The Oakland POA Court held that if punitive action is contemplated at the conclusion of an investigation, the agency will need to determine whether to de-designate the materials and disclose them, or decline to bring charges on the basis of any materials that are withheld. The Court also harmonized its interpretation of Government Code section 3303, subdivision (g), with an officer’s right to review and comment on adverse entries in personnel files pursuant to Government Code sections 3305 and 3306, by holding that those rights do not extend to review of materials temporarily deemed confidential under section 3303 for purposes of an active investigation. However, those rights would still attach at the conclusion of an investigation.
The Court also considered the legislative history of Government Code section 3303 and noted that the bill as originally introduced did not provide any basis for agencies to protect the integrity of investigations by withholding sensitive information. However, the Court noted that by granting agencies the authority to withhold confidential materials, the Legislature intended to strike a balance between a police officer’s entitlement to relevant discovery and the agency’s ability to supervise employees effectively and to safeguard the integrity of internal investigations. Accordingly, the Court noted the timing of disclosure of notes, complaints and reports is guided by an investigating agency’s exercise of its discretion to designate materials confidential in furtherance of its investigative objectives and to release nonconfidential materials upon request of the officer under investigation.

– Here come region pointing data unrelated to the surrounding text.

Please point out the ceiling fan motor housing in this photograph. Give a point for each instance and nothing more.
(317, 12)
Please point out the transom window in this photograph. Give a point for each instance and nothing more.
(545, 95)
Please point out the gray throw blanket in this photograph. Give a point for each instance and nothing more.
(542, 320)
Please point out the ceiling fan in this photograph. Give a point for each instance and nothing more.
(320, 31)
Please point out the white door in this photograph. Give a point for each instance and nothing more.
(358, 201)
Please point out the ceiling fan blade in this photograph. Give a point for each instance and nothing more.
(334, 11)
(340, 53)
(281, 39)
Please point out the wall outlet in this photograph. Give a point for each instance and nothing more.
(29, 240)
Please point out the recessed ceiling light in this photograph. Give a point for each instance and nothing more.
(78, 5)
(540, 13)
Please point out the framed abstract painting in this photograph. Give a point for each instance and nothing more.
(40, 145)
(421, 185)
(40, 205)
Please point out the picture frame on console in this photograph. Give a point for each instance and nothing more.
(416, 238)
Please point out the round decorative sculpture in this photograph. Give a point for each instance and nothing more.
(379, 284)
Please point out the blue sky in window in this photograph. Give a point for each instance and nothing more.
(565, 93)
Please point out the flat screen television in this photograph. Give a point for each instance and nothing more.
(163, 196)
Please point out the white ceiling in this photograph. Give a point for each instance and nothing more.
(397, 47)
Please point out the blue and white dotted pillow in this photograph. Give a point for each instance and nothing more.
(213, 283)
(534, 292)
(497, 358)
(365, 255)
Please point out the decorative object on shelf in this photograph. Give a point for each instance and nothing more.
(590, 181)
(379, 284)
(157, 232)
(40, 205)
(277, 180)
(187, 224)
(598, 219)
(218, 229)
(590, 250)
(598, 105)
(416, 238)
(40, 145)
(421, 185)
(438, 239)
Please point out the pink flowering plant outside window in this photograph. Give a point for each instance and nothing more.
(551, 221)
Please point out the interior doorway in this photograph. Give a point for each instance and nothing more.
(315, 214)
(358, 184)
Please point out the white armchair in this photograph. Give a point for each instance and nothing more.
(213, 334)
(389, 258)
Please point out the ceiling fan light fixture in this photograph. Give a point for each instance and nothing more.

Under the Oakland POA decision, agencies have the discretion to temporarily designate reports and complaints and other investigative materials confidential in order to protect the integrity of an ongoing administrative investigation, and then de-designate those materials at the conclusion of the investigation so that they may be used for disciplinary or other personnel purposes. Agencies within the Fourth District still have to contend with the Santa Ana POA decision, but may have some more confidence in defending a decision to withhold information prior to conducting a subsequent interrogation.
This decision establishes a clear split in authority between California’s First and Fourth Appellate Districts, potentially making the issue ripe for the California Supreme Court to weigh in. Unless and until it does, agencies throughout California still have to contend with the Santa Ana POA decision. In the event of litigation, agencies will need to persuade trial courts why they should rely upon the Oakland POA case rather than the Santa Ana POA decision, but agencies may have some more confidence in defending a decision to withhold information prior to conducting a subsequent interrogation.